Laura Ryan

Personal information
- Full name: Laura Ryan
- Born: July 4, 1992 (age 33) Burnsville, Minnesota
- Home town: Elk River, Minnesota
- Height: 5 ft 5 in (1.65 m)

Sport
- Country: United States
- Event(s): 1m, 3m, 3m synchro, 10 meter platform diving
- College team: University of Georgia
- Club: Georgia Dive Club
- Partner: Meghan Houston
- Former partner: Amy Cozad

Medal record
Women's diving
Representing the United States
International diving competitions
| Event | 1st | 2nd | 3rd |
| Summer Universiade | – | 1 | 1 |
Summer Universiade
| Silver medal – second place | 2013 Kazan | Team |
| Bronze medal – third place | 2013 Kazan | 3 m Springboard Synchro |

= Laura Ryan =

American diver

Laura Ryan (born July 4, 1992) is an American international diver from Elk River, Minnesota. She competes in one and three meter individual springboard diving and 10 meter platform diving as well as three meter synchronized springboard. She dove collegiately at Indiana University (IU) and the University of Georgia (UGA). At UGA she was a two-time NCAA champion.

==Diving career==

===Early career===
Ryan graduated from Elk River High where she was coached by Jason Baumann. She won the Minnesota state high school championship in 2007 and was a three-time Amateur Athletic Union (AAU) national champion.

===Collegiate career===
Ryan began her college career at Indiana University (IU) and as a freshman during the 2010–2011 season won platform, finished second on 1-meter and third on 3-meter at the Big Ten Conference championship. As an IU sophomore the next year, she finished eighth on 3-meter and 12th on both 1-meter and platform at the NCAA Women's Swimming and Diving Championships.

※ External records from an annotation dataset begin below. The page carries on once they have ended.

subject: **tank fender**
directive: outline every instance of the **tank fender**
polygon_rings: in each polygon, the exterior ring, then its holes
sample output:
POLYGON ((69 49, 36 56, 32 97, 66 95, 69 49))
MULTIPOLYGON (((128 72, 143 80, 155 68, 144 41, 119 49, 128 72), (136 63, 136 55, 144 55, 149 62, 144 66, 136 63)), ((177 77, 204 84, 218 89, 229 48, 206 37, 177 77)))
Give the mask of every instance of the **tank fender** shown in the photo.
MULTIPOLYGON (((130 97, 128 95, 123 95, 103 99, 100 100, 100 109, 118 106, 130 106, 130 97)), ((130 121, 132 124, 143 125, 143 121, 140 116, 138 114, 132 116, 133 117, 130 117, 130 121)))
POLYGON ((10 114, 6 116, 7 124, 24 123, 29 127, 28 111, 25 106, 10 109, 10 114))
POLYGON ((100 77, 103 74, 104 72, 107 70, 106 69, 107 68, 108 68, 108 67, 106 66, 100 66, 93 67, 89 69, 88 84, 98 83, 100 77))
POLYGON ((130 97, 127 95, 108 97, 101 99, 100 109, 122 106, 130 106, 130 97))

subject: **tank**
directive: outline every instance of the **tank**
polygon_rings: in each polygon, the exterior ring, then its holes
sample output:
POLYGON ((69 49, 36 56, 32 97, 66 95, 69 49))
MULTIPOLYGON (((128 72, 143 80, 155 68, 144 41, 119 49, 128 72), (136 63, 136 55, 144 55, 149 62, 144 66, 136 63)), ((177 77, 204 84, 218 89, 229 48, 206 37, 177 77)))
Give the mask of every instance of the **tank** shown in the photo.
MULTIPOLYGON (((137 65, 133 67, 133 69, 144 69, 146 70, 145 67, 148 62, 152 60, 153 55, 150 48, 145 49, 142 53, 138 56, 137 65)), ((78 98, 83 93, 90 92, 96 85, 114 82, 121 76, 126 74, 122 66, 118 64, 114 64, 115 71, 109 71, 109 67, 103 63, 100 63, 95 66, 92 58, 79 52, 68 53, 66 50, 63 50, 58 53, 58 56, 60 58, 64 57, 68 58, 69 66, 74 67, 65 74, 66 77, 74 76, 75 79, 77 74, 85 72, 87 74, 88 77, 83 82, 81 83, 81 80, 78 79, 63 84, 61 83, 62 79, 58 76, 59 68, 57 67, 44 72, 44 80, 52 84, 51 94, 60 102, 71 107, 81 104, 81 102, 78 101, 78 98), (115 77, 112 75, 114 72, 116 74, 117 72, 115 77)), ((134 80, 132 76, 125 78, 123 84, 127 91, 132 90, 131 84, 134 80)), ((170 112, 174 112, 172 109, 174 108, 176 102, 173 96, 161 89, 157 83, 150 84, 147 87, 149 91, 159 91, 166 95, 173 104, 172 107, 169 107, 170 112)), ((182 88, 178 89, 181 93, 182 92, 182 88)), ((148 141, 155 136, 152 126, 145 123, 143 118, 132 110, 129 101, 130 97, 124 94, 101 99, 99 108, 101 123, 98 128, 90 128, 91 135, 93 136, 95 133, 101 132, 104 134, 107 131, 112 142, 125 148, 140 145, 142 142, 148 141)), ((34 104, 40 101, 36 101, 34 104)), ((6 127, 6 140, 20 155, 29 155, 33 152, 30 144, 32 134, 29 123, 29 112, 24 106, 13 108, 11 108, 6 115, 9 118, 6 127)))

For her junior year, Ryan transferred to the University of Georgia (UGA) in Athens, Georgia and trained under UGA dive coach Dan Laak. As a junior Ryan was selected as a First-Team All-SEC member after finishing first on 3-meter, third on platform and 18 on 1-meter at the SEC Championships en route to helping UGA win a fourth consecutive SEC Women's conference title. She then finished fifth on platform and 13th on 3-meter at the NCAA Women's Swimming and Diving Championships to help the UGA women win the National championship. Ryan was also selected by USA Diving for the Olympic Performance Squad, the United States Canada Cup Team and the FINA Grand Prix team. Ryan also earned a spot on the UGA Athletic Director's honor roll and was selected by the College Swimming Coaches Association of America as a First-Team Scholar All-American as a psychology major.

Before Ryan's senior season in 2013-2014, she suffered a broken kneecap that hampered her most of the season; however, she rebounded with a first-place finish in 3-meter and platform and a third-place finish in 1-meter to help UGA win its fifth consecutive Women's SEC championship. At the NCAA Championships, she won individual championships in both the 1 meter and 3 meter springboard events and finished third in the 10 meter platform event as UGA won a second consecutive Women's team national championship. Academically, Ryan was selected for the UGA Student-Athlete Leadership Academy, the Ramsey Scholarship for Academic/Athletic Excellence, the UGA Athletic Director's Honor Roll and the Dean's List.

===International career===
In 2013, Ryan teamed with Meghan Houston to win the bronze medal in women's synchronized 3-meter at the World University Games in Kazan, Russia, and Ryan also won silver in the team competition. The 2014 season marks Ryan's fifth consecutive year as a member of the United States national diving team (2010 - 2014). Ryan has also qualified for the 19th FINA Diving World Cup that will take place in Shanghai in 2014.